Two hits in the Cuil results (#1 and #7) have no duplicates. Item #3 has five duplicates, item #6 has three duplicates and the rest have one each. Item #6 is of particular interest as all the four hits allegedly come form the same site, whose URL includes this character string “the first-lady-of-the-united-states-enc”.

Dearth of search options

As for other typical search features, the situation is not better. There is no phrase searching, no truncation, no automatic stemming, no OR or NOT operation. Neither is there an option to limit the search to a general domain, or to a particular Web site. Neither can the search be limited by language, file type, harvesting year, country of origin, numeric range. Most painfully the search cannot be restricted to terms extracted from the title field, a feature that is often needed to focus a search.

Much is made of enhancing the snippets with thumbnail images to guide users. However, these are not extracted from the Web sites but rather are assigned from unknown, unidentified, uncredited sources by the Cuil software. These range from cheap clip-art pieces, to company logos and even X-rated pics. A funny, G-rated sample of the massively mismatched biographies and thumbnails can be found here.

I was surprised when I found the Web of Science (WoS) logo next to my article about Amazon. I do write about WoS, but in that review I mentioned WoS once or twice and Amazon appeared almost a hundred times. Cuil picked a WoS thumbnail rather than one about Amazon, the best online bookstore. Next time it will be perhaps a thumbnail about the river or the rainforest as the smart software fancies it.

Looking up my paper about the ISI database, I found a snippet from Gary Price’ Resourceshelf which mentions that review. Cuil’s entry has a heading about ISI, the notorious Inter-Service Intelligence Agency of Pakistan, purportedly from the www.bestshopingstreet.info/isi.htm site (with the misspelling). Gary doesn’t associate me with the Pakistani agency, neither does he endorse his review being published on these spam sites. What was Cuil’s software thinking?

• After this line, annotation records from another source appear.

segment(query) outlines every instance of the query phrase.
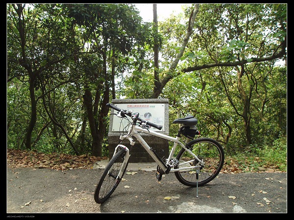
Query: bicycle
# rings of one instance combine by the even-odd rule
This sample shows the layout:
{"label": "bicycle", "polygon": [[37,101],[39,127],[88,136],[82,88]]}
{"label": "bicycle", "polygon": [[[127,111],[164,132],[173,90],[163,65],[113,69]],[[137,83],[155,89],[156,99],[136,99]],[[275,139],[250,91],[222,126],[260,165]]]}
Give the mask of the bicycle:
{"label": "bicycle", "polygon": [[[121,182],[126,170],[132,146],[135,144],[133,137],[138,140],[157,163],[157,181],[161,180],[163,174],[174,173],[176,178],[183,184],[197,188],[196,197],[198,197],[198,187],[212,181],[221,170],[224,160],[222,147],[218,141],[211,138],[194,139],[200,132],[196,126],[198,120],[193,115],[178,118],[172,122],[173,124],[182,125],[176,137],[173,137],[149,130],[149,126],[159,130],[161,130],[162,126],[140,118],[138,113],[132,114],[131,110],[121,109],[110,103],[106,105],[118,111],[117,113],[111,114],[116,115],[122,120],[128,120],[129,128],[126,135],[120,136],[121,142],[115,148],[113,156],[96,186],[94,198],[97,203],[102,203],[108,199]],[[170,150],[168,158],[161,158],[142,138],[141,132],[173,142],[173,146]],[[185,143],[188,143],[184,144],[180,141],[182,135],[186,137]],[[130,142],[130,149],[122,144],[125,139]],[[192,140],[188,142],[189,139]],[[181,149],[176,156],[173,156],[178,145],[181,146]]]}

Not all the good services had a perfect start, but Cuil had, and still has, unprecedented deficiencies. In Texas, they say and sing “Big hat, no cattle” or “All hat, no cattle”. The special message from Cuil, Inc. “explains” the technical fiasco in a strained cuil style, but the founders still do not seem to recognize how crippled their software is, and how absurd their claim about the 120 billion page coverage is in light of the abysmal results that Cuil serves up.